Monday, June 22, 2009

Tertulia #1: Manuel Valdés – The Economy and Racism

Last Wednesday night, we had our first tertulia. A tertulia is where we meet with an important guest speaker to learn about different aspects of Chile’s history, culture, and politics. Valdés was an agricultural secretary under General Augusto Pinochet. His background involved law. His hour-long talk led us through a brief history of Chile’s economic growth and modernization dating back to the colonial years up through the 1973 coup. His ability to summarize events was quite impressive. Unfortunately, there were many important aspects that he left out, such as the individual costs and the human rights violations that occurred during Pinochet.

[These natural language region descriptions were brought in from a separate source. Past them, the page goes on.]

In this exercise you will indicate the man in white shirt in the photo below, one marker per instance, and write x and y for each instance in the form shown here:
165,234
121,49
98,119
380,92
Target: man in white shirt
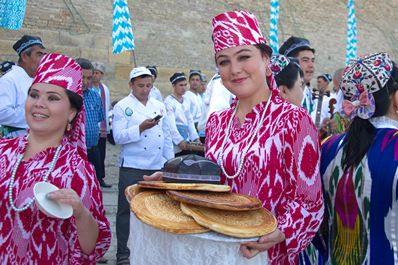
182,127
155,92
140,125
192,97
14,85
301,49
103,92
215,98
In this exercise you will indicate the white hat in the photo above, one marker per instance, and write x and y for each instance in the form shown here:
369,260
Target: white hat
99,67
139,71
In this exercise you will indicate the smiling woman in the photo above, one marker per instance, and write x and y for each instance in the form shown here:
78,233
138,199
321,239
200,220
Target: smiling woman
48,110
53,151
265,146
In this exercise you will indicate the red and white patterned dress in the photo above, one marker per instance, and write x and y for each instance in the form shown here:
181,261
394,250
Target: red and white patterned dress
281,168
30,237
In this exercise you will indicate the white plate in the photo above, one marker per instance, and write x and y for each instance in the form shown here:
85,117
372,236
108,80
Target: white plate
47,206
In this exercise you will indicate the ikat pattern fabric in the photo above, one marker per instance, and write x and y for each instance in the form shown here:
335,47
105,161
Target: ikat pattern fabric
281,168
30,237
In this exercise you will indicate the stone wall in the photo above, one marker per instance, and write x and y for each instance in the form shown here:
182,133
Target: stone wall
176,35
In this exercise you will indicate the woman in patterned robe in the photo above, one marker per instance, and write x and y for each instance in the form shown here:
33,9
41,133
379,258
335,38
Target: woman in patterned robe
360,168
53,151
265,146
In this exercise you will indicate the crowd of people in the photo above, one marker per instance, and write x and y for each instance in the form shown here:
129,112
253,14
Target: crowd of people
323,160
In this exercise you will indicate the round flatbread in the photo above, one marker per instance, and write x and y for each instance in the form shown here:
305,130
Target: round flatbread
160,211
183,186
217,200
238,224
131,191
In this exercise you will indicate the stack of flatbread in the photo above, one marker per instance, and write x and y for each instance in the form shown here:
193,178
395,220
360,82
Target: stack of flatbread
184,208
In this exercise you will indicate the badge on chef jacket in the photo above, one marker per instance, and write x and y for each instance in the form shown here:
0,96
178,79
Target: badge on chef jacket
128,111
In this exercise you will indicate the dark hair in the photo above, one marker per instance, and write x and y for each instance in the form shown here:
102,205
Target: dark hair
295,53
153,70
361,133
288,76
264,48
29,51
324,78
193,74
85,64
140,76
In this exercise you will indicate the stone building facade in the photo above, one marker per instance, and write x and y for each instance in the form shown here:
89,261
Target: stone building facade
176,35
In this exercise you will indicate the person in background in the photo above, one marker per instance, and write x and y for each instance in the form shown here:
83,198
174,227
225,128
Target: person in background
360,167
182,127
94,115
141,126
215,98
15,83
103,92
289,78
266,147
192,97
301,49
155,92
5,67
54,151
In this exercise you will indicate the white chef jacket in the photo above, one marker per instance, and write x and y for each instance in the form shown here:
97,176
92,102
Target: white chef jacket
155,93
150,149
195,102
14,86
216,97
180,116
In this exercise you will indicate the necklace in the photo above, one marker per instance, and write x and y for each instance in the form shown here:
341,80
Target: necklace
23,208
244,152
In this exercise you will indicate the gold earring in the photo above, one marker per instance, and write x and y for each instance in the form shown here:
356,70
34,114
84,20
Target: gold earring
69,127
268,72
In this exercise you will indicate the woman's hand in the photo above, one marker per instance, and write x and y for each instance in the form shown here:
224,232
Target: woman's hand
251,249
70,197
155,176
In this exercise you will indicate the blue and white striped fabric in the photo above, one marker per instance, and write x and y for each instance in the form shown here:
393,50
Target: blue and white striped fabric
122,33
273,25
12,13
351,51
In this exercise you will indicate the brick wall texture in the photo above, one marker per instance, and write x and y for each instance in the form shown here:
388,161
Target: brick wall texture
176,35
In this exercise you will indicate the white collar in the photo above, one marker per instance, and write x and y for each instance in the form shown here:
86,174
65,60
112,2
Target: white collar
384,122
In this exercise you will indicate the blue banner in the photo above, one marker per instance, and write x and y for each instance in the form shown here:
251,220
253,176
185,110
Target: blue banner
12,13
122,33
273,25
351,50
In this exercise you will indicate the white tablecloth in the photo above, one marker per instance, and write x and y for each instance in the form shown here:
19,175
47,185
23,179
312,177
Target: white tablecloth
150,246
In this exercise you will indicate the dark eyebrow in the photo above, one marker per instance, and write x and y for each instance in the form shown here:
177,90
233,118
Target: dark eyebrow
47,92
236,53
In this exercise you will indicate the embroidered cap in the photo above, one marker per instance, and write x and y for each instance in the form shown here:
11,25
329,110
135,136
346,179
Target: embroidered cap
361,78
294,45
236,28
326,77
369,72
25,42
177,77
195,72
59,70
278,63
98,66
6,66
153,69
139,71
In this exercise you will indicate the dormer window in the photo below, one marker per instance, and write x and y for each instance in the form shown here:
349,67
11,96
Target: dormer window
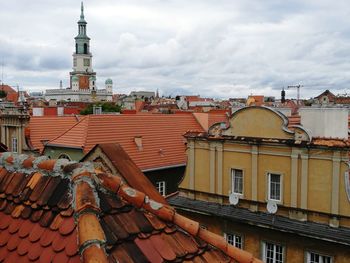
138,142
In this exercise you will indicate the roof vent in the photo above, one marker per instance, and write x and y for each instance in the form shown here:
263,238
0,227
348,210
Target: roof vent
138,142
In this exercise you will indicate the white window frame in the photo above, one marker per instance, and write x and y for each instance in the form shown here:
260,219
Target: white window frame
233,173
268,196
308,257
14,145
274,252
161,187
234,239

Nonetheless, Valdés laid out a clear pro-market message to Chile’s economic situation. The roots of Chile’s economic prosperity can be traced back to mining, such as salt mining and copper mining in the north. The demand for these resources has always provided Chile’s economy with a solid backbone. However, during the mid 20th century, inflation and land inequality became a growing problem. Chile tried to modernize using the import-substitution method. This method was ineffective, which has been shown throughout history. Opening up to trade provides countless advantages, although it can exacerbate inequalities and isolate people and companies that don’t have the skills to compete. Additionally, expropriating huge lands held by relative few people to thousands of people ended up destroying the productivity of the land. Food shortages became serious problems throughout Allende’s reign.

While Valdés’ simple market explanation seemed to make sense, he didn’t go into detail about the human rights violations that resulted from General Pinochet’s coup and reign. It’s unfortunate that Valdés left out an important part of Chile’s history. His perspective is just one of many that has its strengths and weaknesses.

In addition to Valdés, another guest was present, Miguel Rogers, a good friend of Antonio’s father. He also showed another side of Chile that we haven’t seen: racism. While talking during dinner, he made a very controversial statement about how “Chile was lucky that it didn’t have blacks.” Part of his statement could be explained by the fact that Chile avoided the consequences and dilemma of slavery that many other countries in the Americas experienced. However, his statement echoes a sentiment that I’ve come across here. Racism towards blacks is fairly prevalent in Chile. Part of this could stem from the lack of Africans throughout Chile’s history. Instead, Chile faced internal problems with its treatment of indigenous groups.

Yanina, my host mother, told me about that she received a call in May asking her to host another student that was having problems with her family. The other student was Jamaican. Yanina already committed to hosting me, but she offered to talk to the other host family since she’s a social worker. She found that the family was quite bigoted and unable to accept the differences of the Jamaican student. Basically, they treated the girl like an outsider, not part of the family. After telling me the story, Yanina made an important point. People may not realize they are racist until they have to actually deal with interacting with others of another race. The other host family didn’t realize hosting a Jamaican girl would be problematic, but the situation exposed their racism.